Deve quindi rigettarsi anche la censura dell’illegittimità della DIA per violazione di una destinazione edilizia dell’area interessata, non più sussistente.

3.2.2.- A diversa conclusione deve pervenirsi con riferimento al motivo di primo grado che lamentava la violazione della distanza di 5 m.l. dal confine della proprietà delle ricorrenti. La censura, riproposta complessivamente a carico delle opere a p.18 del ricorso in appello, è stata respinta dal TAR perché i manufatti assentiti sono stati ritenuti accessori della costruzione principale ed essendo per questo soggetti a DIA, non poteva ad essi applicarsi l’art.65, comma 3, del regolamento edilizio, che impone una distanza di 5 m.l. dal confine. Il motivo d’appello è però meritevole di accoglimento, proprio in applicazione dell’art. 65. La tesi del TAR, infatti, non è condivisibile, per le ragioni che seguono.

L’orientamento contrasta anzitutto con la formula utilizzata dall’art. 65 che, rivolgendosi a "tutti gli interventi edilizi", esclude oggettivamente che possa operarsi, ai fini in questione, un differente trattamento per gli interventi assentibili mediante DIA ai sensi di legge; questa possibilità, infatti, rappresenta solo una forma procedimentale accelerata di realizzazione degli interventi e non può perciò costituire "ex se" una ragione di deroga alle norme sostanziali che li regolano. Nè un ostacolo giuridico all’applicazione dell’art. 65 può venire dagli art. 878 ed 873, primo comma, cod.civ., in forza dei quali i muri di cinta debbono essere tenuti a distanza non inferiore ai 3 m.l.; dette disposizioni sono infatti inapplicabili al caso in esame, poiché la norma del r.e., (legittimamente fondandosi sulla derogabilità prevista secondo comma dell’art. 878) stabilisce una diversa e superiore distanza minima, costituita dai 5 m.l.. Controbatte la tesi l’appellata A., argomentando che gli interventi sarebbero in realtà rispettosi della distanza di 5 m.l. dal confine giuridico e non dal confine di fatto raggiunto dalla proprietà dell’appellante, dovendosi tenere conto che la B. avrebbe a sua volta indebitamente avanzato il proprio confine giuridico invadendo di fatto parte dell’area oggetto del contestato intervento edilizio. Ma,nel merito, a differenza della tesi dell’appellante (che viene suffragata da una planimetria dei luoghi sulle distanze degli interventi assentiti) deve osservarsi che la parte appellata non fornisce alcun principio di prova del fatto sostenuto, sicchè l’eccezione che sostiene l’avanzamento del confine B. in via di fatto non può considerarsi dimostrata ed avere quindi rilievo al fine di determinare il rispetto della distanza stabilita dalla norma.
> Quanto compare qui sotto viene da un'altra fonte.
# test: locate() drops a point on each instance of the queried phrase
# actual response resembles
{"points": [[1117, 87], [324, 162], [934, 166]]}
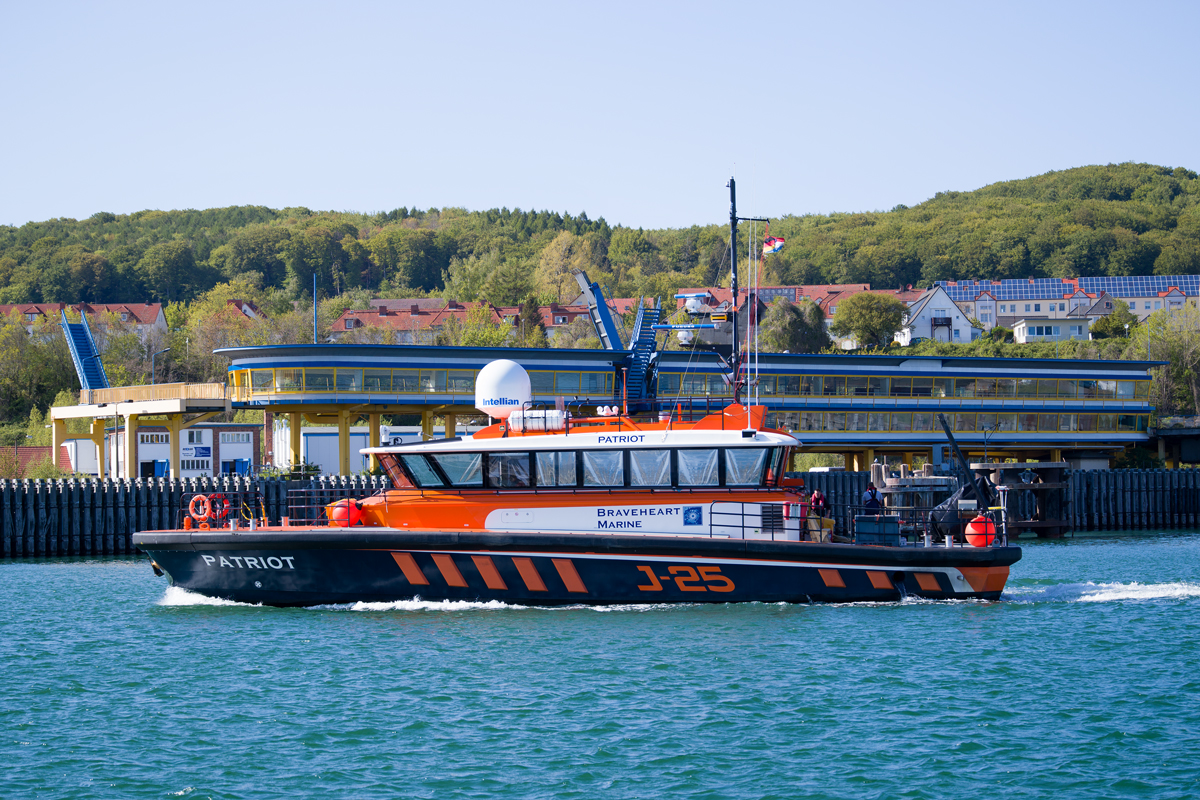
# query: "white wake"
{"points": [[179, 596], [1103, 593]]}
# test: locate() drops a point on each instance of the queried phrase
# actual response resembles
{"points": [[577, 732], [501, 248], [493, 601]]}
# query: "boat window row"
{"points": [[652, 468], [408, 382], [689, 385], [924, 421]]}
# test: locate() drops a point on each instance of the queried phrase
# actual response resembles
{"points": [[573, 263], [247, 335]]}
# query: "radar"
{"points": [[502, 388]]}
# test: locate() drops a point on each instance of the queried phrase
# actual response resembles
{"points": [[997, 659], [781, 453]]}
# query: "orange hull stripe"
{"points": [[569, 576], [928, 581], [487, 569], [529, 575], [985, 578], [880, 579], [413, 572], [449, 571], [832, 578]]}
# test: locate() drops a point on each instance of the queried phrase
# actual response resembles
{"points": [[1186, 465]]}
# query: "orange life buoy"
{"points": [[202, 512]]}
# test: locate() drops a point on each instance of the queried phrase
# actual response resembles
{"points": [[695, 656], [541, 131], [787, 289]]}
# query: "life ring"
{"points": [[219, 506], [205, 509]]}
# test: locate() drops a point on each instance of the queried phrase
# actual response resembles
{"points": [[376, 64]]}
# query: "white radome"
{"points": [[502, 388]]}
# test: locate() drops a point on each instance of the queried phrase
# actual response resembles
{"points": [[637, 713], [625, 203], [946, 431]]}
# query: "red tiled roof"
{"points": [[144, 313]]}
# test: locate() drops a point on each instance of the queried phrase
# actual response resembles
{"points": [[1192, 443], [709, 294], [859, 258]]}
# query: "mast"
{"points": [[735, 358]]}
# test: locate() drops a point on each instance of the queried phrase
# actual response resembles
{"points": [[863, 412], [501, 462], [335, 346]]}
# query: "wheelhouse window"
{"points": [[508, 470], [462, 469], [649, 467], [743, 465], [604, 468], [697, 468], [421, 471], [556, 469]]}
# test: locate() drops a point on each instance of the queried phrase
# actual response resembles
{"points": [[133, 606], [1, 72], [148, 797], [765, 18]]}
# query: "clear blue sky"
{"points": [[637, 112]]}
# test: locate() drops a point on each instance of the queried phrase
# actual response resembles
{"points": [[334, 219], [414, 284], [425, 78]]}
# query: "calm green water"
{"points": [[1081, 684]]}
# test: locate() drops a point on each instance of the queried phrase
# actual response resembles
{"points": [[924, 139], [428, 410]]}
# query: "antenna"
{"points": [[738, 380]]}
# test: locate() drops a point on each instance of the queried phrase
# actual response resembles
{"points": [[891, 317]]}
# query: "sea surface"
{"points": [[1083, 683]]}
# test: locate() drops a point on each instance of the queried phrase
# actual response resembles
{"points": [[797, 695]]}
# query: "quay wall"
{"points": [[90, 517]]}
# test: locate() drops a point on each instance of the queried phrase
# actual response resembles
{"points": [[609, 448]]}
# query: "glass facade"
{"points": [[924, 421], [672, 384], [329, 380]]}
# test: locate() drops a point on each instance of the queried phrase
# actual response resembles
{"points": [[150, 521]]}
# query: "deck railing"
{"points": [[157, 391]]}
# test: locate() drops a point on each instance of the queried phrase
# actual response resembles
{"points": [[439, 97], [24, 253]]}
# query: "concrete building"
{"points": [[204, 450], [420, 320], [145, 318]]}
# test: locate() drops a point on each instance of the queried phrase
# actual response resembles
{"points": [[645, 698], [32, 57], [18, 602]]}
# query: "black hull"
{"points": [[318, 566]]}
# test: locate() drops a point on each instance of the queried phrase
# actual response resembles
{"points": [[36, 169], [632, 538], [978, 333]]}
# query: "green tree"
{"points": [[1121, 322], [465, 278], [168, 269], [477, 329], [873, 319], [255, 250], [789, 328], [508, 284]]}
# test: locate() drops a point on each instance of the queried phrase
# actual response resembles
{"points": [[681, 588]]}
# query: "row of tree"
{"points": [[1115, 220]]}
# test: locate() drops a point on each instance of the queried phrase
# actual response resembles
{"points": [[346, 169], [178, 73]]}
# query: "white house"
{"points": [[934, 316]]}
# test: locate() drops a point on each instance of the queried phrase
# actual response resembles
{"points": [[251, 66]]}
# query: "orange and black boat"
{"points": [[544, 507], [550, 510]]}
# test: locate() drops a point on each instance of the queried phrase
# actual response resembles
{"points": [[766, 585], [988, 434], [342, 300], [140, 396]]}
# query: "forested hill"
{"points": [[1114, 220]]}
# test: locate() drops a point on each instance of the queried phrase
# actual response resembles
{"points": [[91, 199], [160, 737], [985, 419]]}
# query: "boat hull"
{"points": [[301, 566]]}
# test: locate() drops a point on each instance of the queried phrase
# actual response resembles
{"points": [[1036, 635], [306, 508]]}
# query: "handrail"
{"points": [[154, 392]]}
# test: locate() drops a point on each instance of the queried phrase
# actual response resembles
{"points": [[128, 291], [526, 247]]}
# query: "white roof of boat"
{"points": [[594, 439]]}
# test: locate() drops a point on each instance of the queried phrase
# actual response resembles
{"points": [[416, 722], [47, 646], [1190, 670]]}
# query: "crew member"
{"points": [[819, 505], [871, 498]]}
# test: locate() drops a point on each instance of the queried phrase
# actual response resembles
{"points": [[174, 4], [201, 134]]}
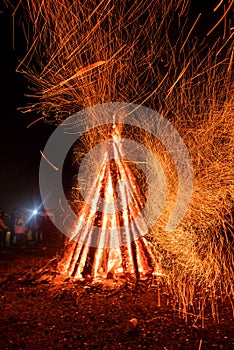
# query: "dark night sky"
{"points": [[20, 146]]}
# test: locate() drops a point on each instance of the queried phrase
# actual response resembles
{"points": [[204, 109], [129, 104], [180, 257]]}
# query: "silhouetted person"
{"points": [[21, 230], [12, 220], [3, 227]]}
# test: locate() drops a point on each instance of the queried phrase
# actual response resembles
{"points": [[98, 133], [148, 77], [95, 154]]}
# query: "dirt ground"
{"points": [[37, 314]]}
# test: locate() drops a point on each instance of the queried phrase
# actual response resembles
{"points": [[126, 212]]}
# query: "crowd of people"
{"points": [[24, 226]]}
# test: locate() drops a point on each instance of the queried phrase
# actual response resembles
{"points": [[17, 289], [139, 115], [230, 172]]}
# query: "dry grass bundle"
{"points": [[82, 53]]}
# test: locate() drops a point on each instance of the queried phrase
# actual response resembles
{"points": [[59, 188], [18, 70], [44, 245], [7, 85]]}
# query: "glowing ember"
{"points": [[116, 201]]}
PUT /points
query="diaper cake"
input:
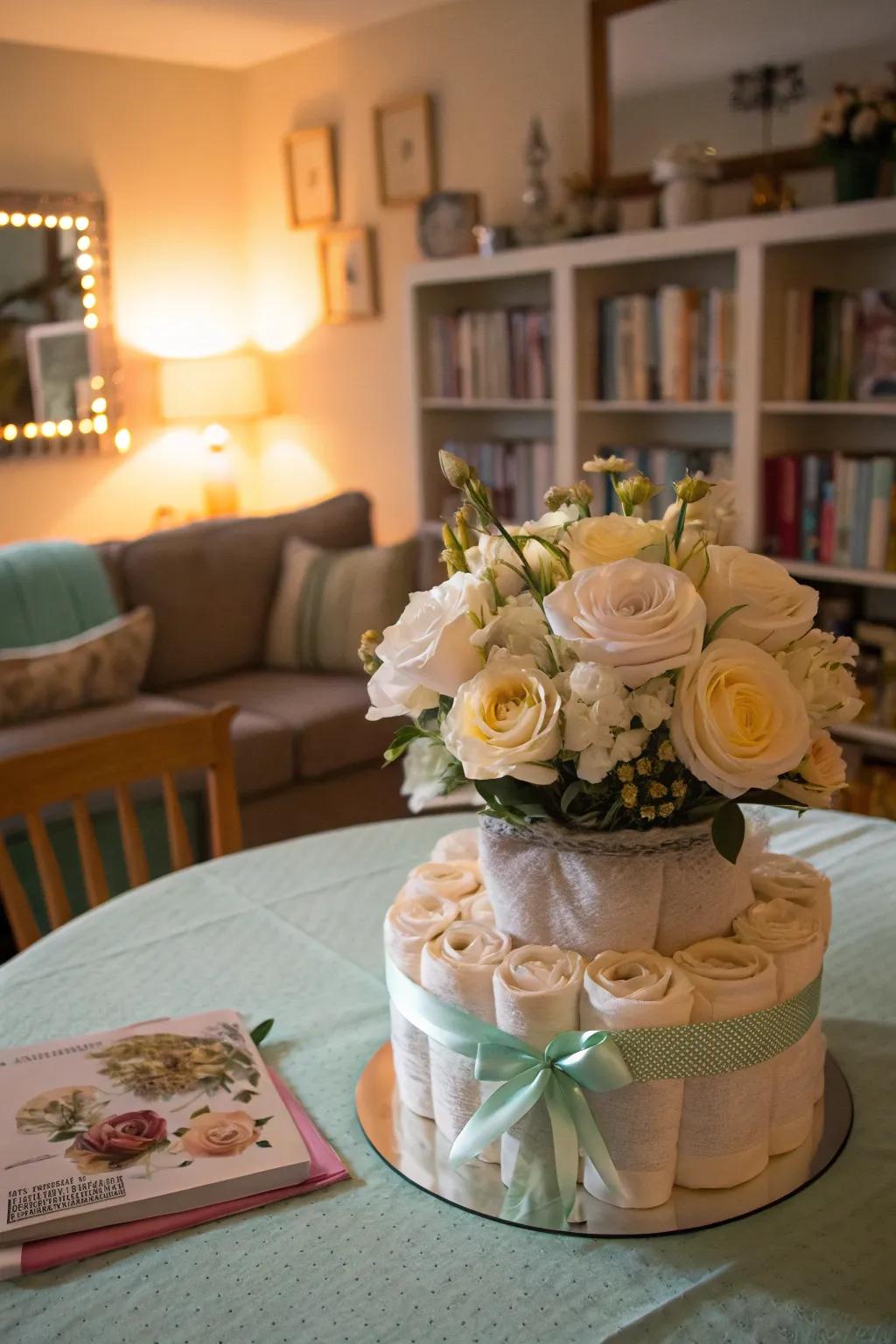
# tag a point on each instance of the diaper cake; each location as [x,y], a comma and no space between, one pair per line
[612,980]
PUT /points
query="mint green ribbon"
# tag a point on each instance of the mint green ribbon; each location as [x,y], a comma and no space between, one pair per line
[572,1060]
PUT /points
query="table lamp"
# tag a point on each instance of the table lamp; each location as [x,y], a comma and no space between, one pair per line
[206,391]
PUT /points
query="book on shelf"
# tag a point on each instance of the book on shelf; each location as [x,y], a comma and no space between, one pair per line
[158,1125]
[838,346]
[675,344]
[832,508]
[497,355]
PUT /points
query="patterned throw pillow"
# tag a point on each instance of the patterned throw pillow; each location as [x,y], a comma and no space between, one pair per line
[103,664]
[326,599]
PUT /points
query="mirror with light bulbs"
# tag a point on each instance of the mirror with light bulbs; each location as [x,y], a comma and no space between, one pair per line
[58,363]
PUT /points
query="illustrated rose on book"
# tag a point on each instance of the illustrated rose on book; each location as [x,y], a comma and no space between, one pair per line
[118,1141]
[220,1133]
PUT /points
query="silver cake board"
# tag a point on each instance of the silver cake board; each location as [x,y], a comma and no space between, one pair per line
[414,1148]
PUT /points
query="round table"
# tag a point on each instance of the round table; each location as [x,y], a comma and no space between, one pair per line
[293,932]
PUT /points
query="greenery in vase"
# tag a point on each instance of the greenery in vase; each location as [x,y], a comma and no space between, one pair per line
[615,672]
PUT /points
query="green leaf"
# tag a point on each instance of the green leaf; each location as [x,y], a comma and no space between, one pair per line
[261,1030]
[728,830]
[713,629]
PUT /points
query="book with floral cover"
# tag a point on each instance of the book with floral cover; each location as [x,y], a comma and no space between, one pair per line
[148,1120]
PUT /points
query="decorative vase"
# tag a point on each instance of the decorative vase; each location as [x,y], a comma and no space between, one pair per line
[856,175]
[622,890]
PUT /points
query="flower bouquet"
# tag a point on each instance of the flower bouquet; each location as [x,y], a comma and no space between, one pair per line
[856,128]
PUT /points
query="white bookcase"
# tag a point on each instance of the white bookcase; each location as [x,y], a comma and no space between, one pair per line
[760,257]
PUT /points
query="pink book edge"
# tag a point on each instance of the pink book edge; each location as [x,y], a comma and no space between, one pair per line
[326,1170]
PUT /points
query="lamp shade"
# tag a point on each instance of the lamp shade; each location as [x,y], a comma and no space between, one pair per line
[220,388]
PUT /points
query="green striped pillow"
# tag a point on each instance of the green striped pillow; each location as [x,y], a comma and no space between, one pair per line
[326,599]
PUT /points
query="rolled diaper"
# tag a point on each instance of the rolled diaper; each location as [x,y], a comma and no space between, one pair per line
[536,995]
[640,1123]
[723,1138]
[793,937]
[780,875]
[456,879]
[409,927]
[479,909]
[458,968]
[457,844]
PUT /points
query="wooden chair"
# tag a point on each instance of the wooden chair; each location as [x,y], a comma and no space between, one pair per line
[67,773]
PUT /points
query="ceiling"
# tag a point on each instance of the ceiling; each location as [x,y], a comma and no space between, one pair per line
[228,34]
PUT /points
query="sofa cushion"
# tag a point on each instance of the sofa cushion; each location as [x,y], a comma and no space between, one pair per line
[262,749]
[211,584]
[324,712]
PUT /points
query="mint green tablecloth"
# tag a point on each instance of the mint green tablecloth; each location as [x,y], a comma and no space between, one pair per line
[293,932]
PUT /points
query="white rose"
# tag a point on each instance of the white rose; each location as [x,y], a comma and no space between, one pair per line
[639,617]
[737,722]
[506,722]
[820,774]
[427,652]
[712,518]
[775,609]
[599,541]
[818,667]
La censura d’appello sulla illegittimità della DIA per violazione della distanza e della conseguente erroneità sul punto della sentenza del TAR, deve pertanto essere accolta, atteso che dalla planimetria esibita in atti dalla parte ricorrente risulta che tutti gli interventi sono stati realizzati (in tutto o in parte) a distanza inferiore ai 5 ml dal confine in proprietà B. ed imposti dall’art. 65 del regolamento edilizio.

4.- Deve ora trattarsi dell’azione risarcitoria, rigettata dal TAR sul presupposto della legittimità degli interventi assentiti. L’azione, riproposta in appello ed espressamente nella forma della riduzione in pristino, deve essere accolta, in ragione della cennata violazione della distanza.

Il permanere di opere edilizie erette in contrasto con la distanza prevista dal r.e. integra un indubbio danno per la proprietà confinante, riducendo specularmente (in favore della proprietà frontista) lo spazio fisico a disposizione della proprietà confinante, che subisce l’avvicinamento dei manufatti indebitamente autorizzati. La demolizione rimuove oggettivamente tale effetto e costituisce perciò misura risarcitoria specifica.

Altre ed ulteriori ragioni di danno meritevoli di tutela non sono state prospettate e non possono dare luogo ad altri titolo risarcitori.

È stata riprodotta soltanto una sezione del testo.